Macpro- I did what you suggested and still having the same issue. Any other ideas?


----------



## Babbzzz (Jul 14, 2011)

Hello daniel.cole32 & welcome to TSF :welcome:

Try this: File --> Options --> Add-ins --> Manage. Select "COM Add-ins" and Click "Go" --> Deselect "Microsoft Office Live Add-in" -->OK -->Restart Microsoft Word 2010. 

See if it works and post back.

Cheers! :thumb:


----------



## daniel.cole32 (Jul 6, 2012)

babzz- I actually saw this on another fourm and tried it. Is it normal to not even have that to select?


----------



## Babbzzz (Jul 14, 2011)

Hello again.

Don't worry, it's perfectly normal. This Add-In usually gets installed into Word 2010 via Windows Update. So, it's not a problem if you don't have it.

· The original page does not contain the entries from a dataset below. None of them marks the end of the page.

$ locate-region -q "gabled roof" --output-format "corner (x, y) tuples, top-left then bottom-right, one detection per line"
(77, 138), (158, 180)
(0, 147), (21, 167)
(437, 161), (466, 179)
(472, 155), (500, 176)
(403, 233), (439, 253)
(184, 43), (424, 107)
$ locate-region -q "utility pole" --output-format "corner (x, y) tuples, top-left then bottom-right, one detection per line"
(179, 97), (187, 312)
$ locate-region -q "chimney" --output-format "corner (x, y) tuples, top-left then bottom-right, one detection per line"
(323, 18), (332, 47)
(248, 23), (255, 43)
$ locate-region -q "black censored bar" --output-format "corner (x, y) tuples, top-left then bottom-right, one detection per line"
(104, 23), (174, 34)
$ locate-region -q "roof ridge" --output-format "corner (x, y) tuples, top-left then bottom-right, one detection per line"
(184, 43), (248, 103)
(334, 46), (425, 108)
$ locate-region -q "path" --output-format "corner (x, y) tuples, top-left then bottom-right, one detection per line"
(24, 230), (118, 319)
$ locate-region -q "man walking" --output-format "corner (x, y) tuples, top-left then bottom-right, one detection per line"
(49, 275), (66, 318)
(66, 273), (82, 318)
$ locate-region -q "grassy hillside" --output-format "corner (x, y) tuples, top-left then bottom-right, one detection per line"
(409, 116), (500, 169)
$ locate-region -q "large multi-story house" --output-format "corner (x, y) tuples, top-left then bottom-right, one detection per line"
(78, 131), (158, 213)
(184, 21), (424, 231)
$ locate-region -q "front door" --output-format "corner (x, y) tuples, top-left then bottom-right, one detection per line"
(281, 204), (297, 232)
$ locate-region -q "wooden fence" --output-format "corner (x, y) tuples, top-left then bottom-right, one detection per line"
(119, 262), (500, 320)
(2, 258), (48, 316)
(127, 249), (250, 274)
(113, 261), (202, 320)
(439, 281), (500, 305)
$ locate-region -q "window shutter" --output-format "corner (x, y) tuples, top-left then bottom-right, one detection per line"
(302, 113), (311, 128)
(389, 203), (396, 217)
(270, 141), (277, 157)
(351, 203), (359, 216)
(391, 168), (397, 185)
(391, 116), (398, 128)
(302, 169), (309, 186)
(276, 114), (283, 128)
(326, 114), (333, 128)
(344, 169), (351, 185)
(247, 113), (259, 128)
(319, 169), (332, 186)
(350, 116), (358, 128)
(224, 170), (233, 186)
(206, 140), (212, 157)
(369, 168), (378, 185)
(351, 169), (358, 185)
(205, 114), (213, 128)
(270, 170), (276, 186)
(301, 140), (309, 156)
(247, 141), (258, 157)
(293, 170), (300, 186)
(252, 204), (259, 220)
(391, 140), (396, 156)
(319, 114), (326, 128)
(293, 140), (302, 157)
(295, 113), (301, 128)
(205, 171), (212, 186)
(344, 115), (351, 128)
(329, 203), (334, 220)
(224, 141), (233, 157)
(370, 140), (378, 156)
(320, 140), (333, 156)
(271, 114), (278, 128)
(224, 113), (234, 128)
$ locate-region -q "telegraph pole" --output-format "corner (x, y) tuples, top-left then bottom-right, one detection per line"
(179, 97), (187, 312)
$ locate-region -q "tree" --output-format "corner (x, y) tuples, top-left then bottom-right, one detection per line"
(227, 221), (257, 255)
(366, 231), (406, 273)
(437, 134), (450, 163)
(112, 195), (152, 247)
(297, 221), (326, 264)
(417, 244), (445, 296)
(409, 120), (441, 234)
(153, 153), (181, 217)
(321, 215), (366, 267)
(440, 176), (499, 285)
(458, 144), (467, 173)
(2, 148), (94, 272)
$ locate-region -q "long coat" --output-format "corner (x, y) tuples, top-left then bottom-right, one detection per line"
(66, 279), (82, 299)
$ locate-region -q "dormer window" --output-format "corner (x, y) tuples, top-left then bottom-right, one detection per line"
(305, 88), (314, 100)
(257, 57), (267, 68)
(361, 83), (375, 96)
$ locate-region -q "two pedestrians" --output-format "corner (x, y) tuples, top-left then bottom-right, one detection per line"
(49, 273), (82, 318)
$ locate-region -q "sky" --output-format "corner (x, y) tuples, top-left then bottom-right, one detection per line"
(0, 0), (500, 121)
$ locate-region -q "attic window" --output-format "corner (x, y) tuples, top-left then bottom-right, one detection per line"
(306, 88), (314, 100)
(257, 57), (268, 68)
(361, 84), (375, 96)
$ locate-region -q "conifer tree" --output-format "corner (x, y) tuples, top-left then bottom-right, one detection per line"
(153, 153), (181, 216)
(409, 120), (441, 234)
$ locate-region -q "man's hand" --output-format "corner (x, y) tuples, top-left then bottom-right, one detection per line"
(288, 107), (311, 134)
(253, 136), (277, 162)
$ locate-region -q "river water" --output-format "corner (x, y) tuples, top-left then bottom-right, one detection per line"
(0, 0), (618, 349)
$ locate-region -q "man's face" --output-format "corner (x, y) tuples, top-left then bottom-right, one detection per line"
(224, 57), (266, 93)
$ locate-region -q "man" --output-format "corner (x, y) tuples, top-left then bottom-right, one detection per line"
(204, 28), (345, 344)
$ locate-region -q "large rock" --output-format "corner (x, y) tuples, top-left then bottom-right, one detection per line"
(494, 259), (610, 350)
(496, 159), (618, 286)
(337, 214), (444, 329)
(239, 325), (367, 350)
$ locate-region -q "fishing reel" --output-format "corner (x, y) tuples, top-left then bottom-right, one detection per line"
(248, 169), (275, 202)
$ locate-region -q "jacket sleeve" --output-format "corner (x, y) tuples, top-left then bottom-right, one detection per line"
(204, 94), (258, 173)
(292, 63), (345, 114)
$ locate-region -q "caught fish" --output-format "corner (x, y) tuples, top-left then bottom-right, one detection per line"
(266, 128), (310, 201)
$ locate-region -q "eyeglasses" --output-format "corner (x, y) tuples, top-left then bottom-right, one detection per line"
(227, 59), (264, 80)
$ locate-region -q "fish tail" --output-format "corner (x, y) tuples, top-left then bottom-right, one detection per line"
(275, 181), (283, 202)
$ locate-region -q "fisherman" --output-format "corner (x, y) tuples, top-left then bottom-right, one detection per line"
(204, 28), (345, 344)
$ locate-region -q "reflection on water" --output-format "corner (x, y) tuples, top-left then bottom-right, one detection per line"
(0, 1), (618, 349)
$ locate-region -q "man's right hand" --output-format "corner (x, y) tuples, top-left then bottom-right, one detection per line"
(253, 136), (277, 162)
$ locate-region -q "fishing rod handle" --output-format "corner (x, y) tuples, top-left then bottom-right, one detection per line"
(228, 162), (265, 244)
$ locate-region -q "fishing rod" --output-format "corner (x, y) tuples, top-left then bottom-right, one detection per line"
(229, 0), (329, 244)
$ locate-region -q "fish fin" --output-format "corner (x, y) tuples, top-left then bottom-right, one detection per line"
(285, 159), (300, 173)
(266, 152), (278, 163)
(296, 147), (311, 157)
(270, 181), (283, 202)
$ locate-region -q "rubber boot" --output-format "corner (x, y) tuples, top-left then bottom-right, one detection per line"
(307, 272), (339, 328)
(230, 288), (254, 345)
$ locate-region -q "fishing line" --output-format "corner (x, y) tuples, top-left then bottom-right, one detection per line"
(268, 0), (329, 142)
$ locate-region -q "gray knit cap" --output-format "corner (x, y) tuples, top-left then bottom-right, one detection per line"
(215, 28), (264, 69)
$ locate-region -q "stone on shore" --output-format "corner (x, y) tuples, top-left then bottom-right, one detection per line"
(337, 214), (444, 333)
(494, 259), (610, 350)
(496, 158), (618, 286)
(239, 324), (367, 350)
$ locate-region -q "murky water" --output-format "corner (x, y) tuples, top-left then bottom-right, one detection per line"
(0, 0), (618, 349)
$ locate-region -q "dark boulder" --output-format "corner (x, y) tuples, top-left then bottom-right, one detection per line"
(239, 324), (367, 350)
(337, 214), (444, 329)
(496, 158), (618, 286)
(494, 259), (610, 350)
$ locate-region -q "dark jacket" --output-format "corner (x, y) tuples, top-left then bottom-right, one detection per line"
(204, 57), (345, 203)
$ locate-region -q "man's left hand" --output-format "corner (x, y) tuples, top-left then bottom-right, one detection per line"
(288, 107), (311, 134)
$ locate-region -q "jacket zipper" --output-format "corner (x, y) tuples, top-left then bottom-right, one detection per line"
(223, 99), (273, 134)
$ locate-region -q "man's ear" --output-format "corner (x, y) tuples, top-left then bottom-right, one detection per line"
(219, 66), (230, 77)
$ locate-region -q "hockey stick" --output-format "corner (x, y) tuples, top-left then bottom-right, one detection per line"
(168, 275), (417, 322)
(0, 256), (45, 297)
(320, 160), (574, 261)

Try the Microsoft FixIt and post back.


----------



## Jupiter2 (May 16, 2012)

Are you using Windows 7 64 bit? 
Have you activated your Office product? (Online registration)

You state in your bio that you use Vista Home Premium SP2, is that 32 bit or 64 bit?


----------



## daniel.cole32 (Jul 6, 2012)

Babzzz - I used the Microsoft FixIt, but it seemed to only be worried about the actual start up of the program which I have no issue with.


----------



## daniel.cole32 (Jul 6, 2012)

Jupiter2 - I am using Windows Vista 64bit. Yes, I activated my Office product back when I installed it in 2010.


----------



## Jupiter2 (May 16, 2012)

The "Out of Memory" issue might refer to the font location if you have chosen a folder that is not the Windows Font default.

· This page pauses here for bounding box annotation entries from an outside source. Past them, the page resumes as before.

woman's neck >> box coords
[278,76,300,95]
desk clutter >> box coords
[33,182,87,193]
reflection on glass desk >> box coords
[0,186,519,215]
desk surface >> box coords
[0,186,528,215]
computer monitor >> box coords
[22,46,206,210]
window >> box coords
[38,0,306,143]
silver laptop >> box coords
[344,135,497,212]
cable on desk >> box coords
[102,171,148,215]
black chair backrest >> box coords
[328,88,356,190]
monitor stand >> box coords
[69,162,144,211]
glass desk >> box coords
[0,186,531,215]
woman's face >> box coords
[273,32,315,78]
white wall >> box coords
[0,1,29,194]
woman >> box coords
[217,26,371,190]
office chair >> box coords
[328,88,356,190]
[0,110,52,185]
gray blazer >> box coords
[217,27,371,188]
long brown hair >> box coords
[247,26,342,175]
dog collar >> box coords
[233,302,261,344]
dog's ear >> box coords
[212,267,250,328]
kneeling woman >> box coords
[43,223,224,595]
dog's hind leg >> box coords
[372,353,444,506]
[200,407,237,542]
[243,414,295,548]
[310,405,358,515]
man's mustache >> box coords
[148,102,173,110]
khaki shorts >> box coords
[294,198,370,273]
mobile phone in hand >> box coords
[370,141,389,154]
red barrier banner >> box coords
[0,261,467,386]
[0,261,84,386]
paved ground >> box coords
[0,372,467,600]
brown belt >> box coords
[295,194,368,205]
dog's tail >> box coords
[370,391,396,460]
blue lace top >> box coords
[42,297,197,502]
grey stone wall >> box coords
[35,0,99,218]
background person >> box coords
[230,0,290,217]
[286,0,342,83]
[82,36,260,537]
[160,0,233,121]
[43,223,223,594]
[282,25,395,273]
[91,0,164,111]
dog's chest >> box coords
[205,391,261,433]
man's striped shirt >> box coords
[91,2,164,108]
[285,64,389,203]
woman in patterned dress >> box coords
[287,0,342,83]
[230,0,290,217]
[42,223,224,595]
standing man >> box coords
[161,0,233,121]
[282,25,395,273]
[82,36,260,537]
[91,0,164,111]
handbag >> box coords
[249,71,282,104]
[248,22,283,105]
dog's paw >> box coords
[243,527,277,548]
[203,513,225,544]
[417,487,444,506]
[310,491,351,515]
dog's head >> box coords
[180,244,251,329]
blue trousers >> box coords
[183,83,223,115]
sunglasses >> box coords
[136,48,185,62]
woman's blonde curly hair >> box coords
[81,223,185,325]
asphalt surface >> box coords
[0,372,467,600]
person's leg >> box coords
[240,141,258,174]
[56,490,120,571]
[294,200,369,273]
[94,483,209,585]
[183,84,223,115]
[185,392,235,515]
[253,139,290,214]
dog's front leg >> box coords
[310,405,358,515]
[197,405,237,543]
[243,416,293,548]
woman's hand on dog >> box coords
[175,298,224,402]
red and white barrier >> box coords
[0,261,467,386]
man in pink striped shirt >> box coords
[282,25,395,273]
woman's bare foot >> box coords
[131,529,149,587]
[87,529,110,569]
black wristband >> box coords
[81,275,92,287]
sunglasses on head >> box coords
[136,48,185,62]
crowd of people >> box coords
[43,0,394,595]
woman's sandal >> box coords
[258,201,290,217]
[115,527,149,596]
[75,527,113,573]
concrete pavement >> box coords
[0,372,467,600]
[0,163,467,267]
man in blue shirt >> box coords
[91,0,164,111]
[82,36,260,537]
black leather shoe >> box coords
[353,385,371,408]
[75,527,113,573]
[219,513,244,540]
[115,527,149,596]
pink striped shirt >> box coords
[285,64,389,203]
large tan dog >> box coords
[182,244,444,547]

It could also infer that you have installed a heap of fonts into the Windows Font folder. 

I think there is an option in Word to use standard system fonts rather than all fonts.

If you got a heap of fonts that you want to install, better to install them into a separate folder than the Windows Fonts folder.

Just use system fonts as preferred.


----------